New and Old Results in the Classical Theory of Minimal and Constant Mean Curvature Surfaces in Euclidean 3-Space R3 by Prof. William Meeks III, Institute for Advanced Study

New and Old Results in the Classical Theory of Minimal and Constant Mean Curvature Surfaces in Euclidean 3-Space R3 by Prof. William Meeks III, Institute for Advanced Study, Mathematics Faculty Seminar today, Supported by the John and Louise Finnerty Class of 1971 Fund

Abstract: In this talk I will present a survey of some of the famous results and examples in the classical theory of minimal and constant mean curvature surfaces in R^3. The first examples of minimal surfaces were found by Euler (catenoid) around 1741, Muesner (helicoid) around 1746 and Riemann (Riemann minimal examples) around 1860. The classical examples of non-zero constant mean curvature surfaces are the Delaunay surfaces of revolution found in 1841, which include round spheres and cylinders. My talk is full of beautiful computer graphics pictures of these and other classical surfaces, which hopefully will delight the audience. My lecture will also cover the classical contributions to the calculus of variations by Plateau, Lagrange, Schwarz and Lord Kelvin.
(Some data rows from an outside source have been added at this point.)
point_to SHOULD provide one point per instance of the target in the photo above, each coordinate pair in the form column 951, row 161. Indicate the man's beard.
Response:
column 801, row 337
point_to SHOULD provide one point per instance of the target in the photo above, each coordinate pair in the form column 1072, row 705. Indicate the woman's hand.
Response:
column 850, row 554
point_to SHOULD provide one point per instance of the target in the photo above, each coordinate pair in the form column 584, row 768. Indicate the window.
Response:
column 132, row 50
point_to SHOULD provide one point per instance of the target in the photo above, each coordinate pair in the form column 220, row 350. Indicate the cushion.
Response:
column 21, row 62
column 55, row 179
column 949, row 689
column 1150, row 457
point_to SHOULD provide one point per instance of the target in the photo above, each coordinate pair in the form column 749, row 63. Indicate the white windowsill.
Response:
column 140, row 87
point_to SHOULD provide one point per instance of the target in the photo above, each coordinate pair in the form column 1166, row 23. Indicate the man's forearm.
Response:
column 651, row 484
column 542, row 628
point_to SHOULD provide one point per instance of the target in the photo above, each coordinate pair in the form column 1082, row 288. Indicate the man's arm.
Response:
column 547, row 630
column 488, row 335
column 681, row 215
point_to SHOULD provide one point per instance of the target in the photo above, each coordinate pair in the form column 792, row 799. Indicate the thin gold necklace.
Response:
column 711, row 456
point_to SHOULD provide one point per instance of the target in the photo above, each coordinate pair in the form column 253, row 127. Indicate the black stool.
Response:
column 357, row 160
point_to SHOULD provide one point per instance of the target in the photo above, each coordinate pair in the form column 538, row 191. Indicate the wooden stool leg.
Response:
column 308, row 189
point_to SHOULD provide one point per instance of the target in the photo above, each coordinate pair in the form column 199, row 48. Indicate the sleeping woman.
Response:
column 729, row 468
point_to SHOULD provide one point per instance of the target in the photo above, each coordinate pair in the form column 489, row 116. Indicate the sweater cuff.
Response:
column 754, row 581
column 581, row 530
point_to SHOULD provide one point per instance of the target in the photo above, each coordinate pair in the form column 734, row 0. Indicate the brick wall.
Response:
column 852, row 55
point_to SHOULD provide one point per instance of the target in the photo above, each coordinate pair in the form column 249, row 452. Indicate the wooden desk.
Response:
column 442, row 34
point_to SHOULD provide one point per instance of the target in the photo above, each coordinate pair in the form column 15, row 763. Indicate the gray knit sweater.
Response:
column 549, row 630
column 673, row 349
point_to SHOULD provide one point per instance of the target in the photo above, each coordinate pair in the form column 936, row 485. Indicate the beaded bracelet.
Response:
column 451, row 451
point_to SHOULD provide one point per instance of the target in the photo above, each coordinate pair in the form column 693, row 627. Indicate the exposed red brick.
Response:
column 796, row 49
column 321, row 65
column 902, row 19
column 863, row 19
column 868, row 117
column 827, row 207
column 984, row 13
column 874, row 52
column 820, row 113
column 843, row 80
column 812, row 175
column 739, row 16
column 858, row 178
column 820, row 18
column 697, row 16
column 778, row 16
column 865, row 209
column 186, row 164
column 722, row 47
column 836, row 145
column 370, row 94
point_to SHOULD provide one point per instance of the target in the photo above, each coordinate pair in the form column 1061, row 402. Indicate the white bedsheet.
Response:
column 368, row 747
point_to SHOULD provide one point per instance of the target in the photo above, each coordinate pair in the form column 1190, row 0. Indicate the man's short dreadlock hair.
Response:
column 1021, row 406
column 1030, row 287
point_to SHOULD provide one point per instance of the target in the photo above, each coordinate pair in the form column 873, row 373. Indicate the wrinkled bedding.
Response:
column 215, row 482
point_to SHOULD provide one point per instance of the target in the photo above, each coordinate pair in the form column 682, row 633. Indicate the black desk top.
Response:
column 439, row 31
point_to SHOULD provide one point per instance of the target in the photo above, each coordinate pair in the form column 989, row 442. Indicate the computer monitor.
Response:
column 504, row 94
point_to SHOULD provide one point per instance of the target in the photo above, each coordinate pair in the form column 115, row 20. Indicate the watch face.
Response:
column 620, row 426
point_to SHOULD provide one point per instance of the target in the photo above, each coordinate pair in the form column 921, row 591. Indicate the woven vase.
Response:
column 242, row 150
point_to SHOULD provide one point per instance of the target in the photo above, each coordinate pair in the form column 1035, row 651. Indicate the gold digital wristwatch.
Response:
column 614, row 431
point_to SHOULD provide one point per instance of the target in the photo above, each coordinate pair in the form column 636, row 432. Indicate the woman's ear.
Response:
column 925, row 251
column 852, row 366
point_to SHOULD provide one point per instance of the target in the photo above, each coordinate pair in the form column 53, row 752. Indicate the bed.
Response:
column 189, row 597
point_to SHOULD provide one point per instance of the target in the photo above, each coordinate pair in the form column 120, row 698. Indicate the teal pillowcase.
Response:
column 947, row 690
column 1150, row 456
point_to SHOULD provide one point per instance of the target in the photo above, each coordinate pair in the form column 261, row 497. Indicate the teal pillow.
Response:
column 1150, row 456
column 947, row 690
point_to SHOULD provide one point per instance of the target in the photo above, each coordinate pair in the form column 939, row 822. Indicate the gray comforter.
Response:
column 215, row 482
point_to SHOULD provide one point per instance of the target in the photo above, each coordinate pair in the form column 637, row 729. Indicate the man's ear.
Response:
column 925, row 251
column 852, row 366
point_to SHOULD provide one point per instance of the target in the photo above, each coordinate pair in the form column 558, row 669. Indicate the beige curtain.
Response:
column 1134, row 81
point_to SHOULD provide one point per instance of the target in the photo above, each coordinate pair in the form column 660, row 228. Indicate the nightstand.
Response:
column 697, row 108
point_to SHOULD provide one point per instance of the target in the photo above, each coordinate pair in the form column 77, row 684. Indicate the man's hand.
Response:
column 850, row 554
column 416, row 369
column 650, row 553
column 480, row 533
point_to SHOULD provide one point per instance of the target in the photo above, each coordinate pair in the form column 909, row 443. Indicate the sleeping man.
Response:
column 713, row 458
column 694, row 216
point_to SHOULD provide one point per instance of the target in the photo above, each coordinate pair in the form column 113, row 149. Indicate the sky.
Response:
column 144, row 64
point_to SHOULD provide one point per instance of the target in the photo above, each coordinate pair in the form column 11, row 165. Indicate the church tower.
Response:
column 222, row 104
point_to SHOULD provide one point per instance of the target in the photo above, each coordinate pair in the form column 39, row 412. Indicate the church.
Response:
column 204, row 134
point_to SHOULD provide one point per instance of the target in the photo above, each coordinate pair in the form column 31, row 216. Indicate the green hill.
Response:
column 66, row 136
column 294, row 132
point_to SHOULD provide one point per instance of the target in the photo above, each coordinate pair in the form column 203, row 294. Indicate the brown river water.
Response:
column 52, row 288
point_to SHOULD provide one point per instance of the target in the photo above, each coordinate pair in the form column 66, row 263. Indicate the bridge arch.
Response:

At the end of my talk i will explain the final classification result of Meeks-Tinaglia in 2016 that the only complete simply-connected surfaces embedded in R^3 of constant mean curvature are the plane, the helicoid and round spheres (this depends on previous work of Colding-Minizcozzi and Meeks -Rosenberg), and the Meeks-Perez-Ros theorem that the only non-planar properly embedded minimal surfaces in R^3 of genus 0 are the classical ones found by Euler and Riemann. Given time I will mention the recent Meeks-Tinaglia theorem that the only complete annuli embedded in R^3 of constant mean curvature are Euler’s catenoid and the famous revolution surfaces of Delaunay. Finally I will state the recent classification theorem of Meeks-Mira-Perez-Ros for constant mean curvature spheres in any homogeneous 3-manifold.